This is not to suggest that extremism, racism or other kinds of discrimination are not serious problems.  They are, and will without doubt remain so.  We are however far more resilient than governments and the media almost ever give us credit for.  While there is much to potentially take issue with in the introduction to the document on how we became this successful democracy, the fact is that while true representative parliamentary democracy is a relatively new innovation, it has often been thanks to the people themselves rather than governments that we have arrived at where we are now.  Incidentally, the introduction also states that our values are not exclusive to Britain, which rather puts the whole kibosh on the entire "British values" the government is so determined to bang on about.

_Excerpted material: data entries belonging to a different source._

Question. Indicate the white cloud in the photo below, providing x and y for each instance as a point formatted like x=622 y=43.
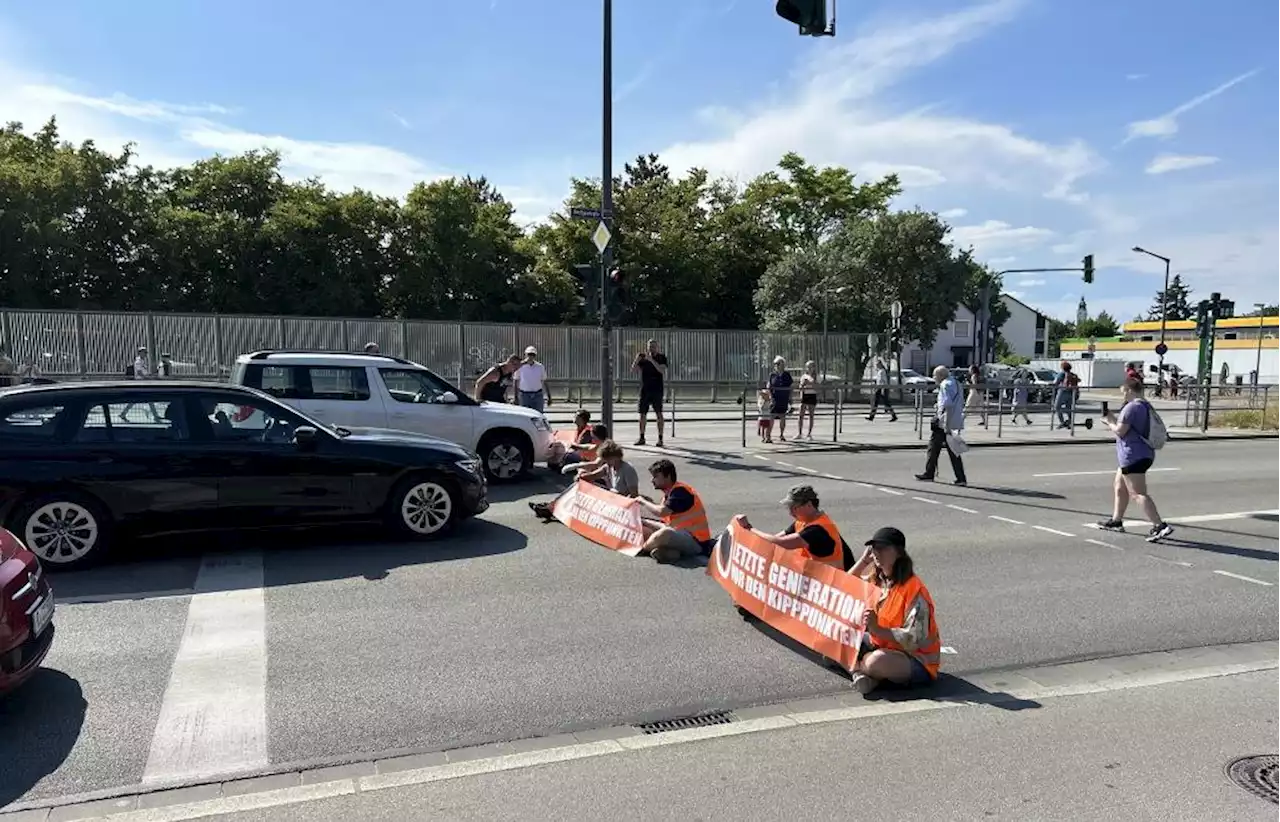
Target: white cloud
x=836 y=114
x=995 y=236
x=1165 y=163
x=1166 y=124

Not that such chauvinism is surprising when so many of the proposed solutions to the problem of extremism are to in fact either limit liberty or restrict freedom of speech.  Interestingly, freedom of speech is not mentioned as one of our fundamental values, probably because we have long rejected the wacky Americans and their wacky interpretation of the concept.  Considering also that David Cameron was so keen to flag up in particular the continuing discrimination that Muslims face in his conference speech, it seems somewhat odd that one of the recommendations is a full review of the potential for "entryism" in state institutions.  The "Trojan Horse" affair, where any evidence for pupils being moulded into extremists, let alone radicalised is still lacking, is the justification.  It's not clear why extremists would want to infiltrate the NHS, to pick up on just one other possible example, but we can no doubt rest assured this will not turn into a search for jihadists under the hospital bed.  Also confirmed is that the government will attempt to ban extremist organisations that promote hatred and draw people into extremism but do not break the law, introduce orders on known individual extremists who act similarly and close down premises which are used to support extremism.  It's not explained how any of this will be compatible with the European Convention on Human Rights, just that it will most certainly not curtail the right to protest or close down debate.  The law will also be subject to a high level of judicial scrutiny, just in case that doesn't convince you.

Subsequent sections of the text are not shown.